Si elle présente ce changement significatif dans sa vie comme « un truc intérieur », elle note que cela ne « s’est pas fait du jour au lendemain », et nous indique que tout ceci est bien en lien avec ce qu’elle choisit de « faire dans la vie », ou de faire de sa vie ; le fait de choisir de « manière pertinente » des « choses adaptées » lui ayant octroyé davantage de « tranquillité » et de « fluidité » :

« bon ça s’est pas fait du jour au lendemain, ça a été tout un truc intérieur et tout, mais heu… Maintenant, je suis plus en lutte… Maintenant, je me rends compte que… 0n peut pas tout faire dans la vie, la vie en gros propose un peu des choses, mais je pense qu’elle se dessine aussi pour nous, après on choisit ou pas de faire les trucs, mais j’ai l’impression que heu… quand je choisis de manière pertinente les choses et adaptées, en fait assez tranquille et ben, c’est tranquille et ça se passe de manière fluide ».

Carole met elle aussi en lien sa propension à court-circuiter son besoin de maîtrise, et ses avancées en terme de « lâcher prise », avec la mise en place de mécanismes de défense par rapport à ses tendances à l’hypervigilance et à l’hypercontrôle ; mais aussi, et peut-être surtout, la plus grande « sérénité » dont elle bénéficie sur ce point aujourd’hui, avec le fait d’être « devenue actrice de [s] a vie », d’être sortie d’une période de « flou » et d’incertitudes, où elle n’avait « pas fait d’études » et n’avait « pas de boulot ».

« Mais c’est fatiguant… ? Non, ça l’est moins parce que maintenant j’ai quand même vraiment lâché

prise par rapport à plein de choses et puis j’ai mis en place de mécanismes de défense par rapport à moi, par rapport à mes… Je me connais (…) Je pense que je suis beaucoup mieux aujourd’hui aussi parce que le cours de ma vie, comment dire, je, je suis devenue actrice de ma vie. Il y a des périodes, je pense que c’est beaucoup plus flou, quand j’avais pas fait d’études, quand j’avais pas de boulot, c’est quand même là… J’étais très finalement un peu en, en inquiétude, donc ben la famille me rassurait énormément parce qu’au moins, il y avait quelque chose de stable dans ma vie, mais voilà, aujourd’hui, c’est vrai que tout ça, je l’ai un peu mis de côté… Et puis, non, je suis capable de me laisser… Non, ça va, je me laisse surprendre par la vie quoi !… Heureusement parce que sinon, ce serait quand même un peu triste ! (rire) Non, non, non, j’ai vraiment cette idée, je, je suis plus sereine quoi ».
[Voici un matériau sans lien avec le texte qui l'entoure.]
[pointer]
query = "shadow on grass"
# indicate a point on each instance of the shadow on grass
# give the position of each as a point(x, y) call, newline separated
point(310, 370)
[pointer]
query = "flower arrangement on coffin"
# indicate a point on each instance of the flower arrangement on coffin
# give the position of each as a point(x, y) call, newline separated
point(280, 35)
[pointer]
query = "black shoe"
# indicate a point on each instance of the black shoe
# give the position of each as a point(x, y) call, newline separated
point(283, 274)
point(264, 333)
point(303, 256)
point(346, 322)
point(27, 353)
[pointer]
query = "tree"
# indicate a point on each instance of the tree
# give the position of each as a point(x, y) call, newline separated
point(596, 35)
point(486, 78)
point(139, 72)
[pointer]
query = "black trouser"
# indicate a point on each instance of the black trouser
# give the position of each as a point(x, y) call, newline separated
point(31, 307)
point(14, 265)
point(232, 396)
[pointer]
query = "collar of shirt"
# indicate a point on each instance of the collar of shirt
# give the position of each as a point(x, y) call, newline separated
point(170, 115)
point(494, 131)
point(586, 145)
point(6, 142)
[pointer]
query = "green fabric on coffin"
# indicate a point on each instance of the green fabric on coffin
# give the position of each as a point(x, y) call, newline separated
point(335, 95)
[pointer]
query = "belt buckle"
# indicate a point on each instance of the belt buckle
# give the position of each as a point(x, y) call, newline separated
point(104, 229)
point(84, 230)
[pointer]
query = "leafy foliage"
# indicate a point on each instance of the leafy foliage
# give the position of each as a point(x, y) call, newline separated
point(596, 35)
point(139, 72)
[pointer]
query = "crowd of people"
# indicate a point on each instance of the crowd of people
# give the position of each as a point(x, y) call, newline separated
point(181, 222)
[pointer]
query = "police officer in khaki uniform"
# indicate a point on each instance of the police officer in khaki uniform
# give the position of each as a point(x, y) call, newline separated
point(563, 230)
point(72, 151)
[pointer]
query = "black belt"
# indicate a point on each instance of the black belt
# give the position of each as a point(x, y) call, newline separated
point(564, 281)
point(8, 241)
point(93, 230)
Le « lâcher-prise » vis-à-vis de la volonté de contrôle, la « posture d’accueil » vis-à-vis de la vie, par lesquels les interviewés désignent une tendance à « aller mieux », ne sont donc pas sans rapport, comme on va le voir ci-après de manière plus précise, avec les dynamiques du parcours et de l’expérience sociale ; avec l’activité sociale plus particulièrement, à travers laquelle l’individu se donne les moyens de faire quelque chose de son orphelinage.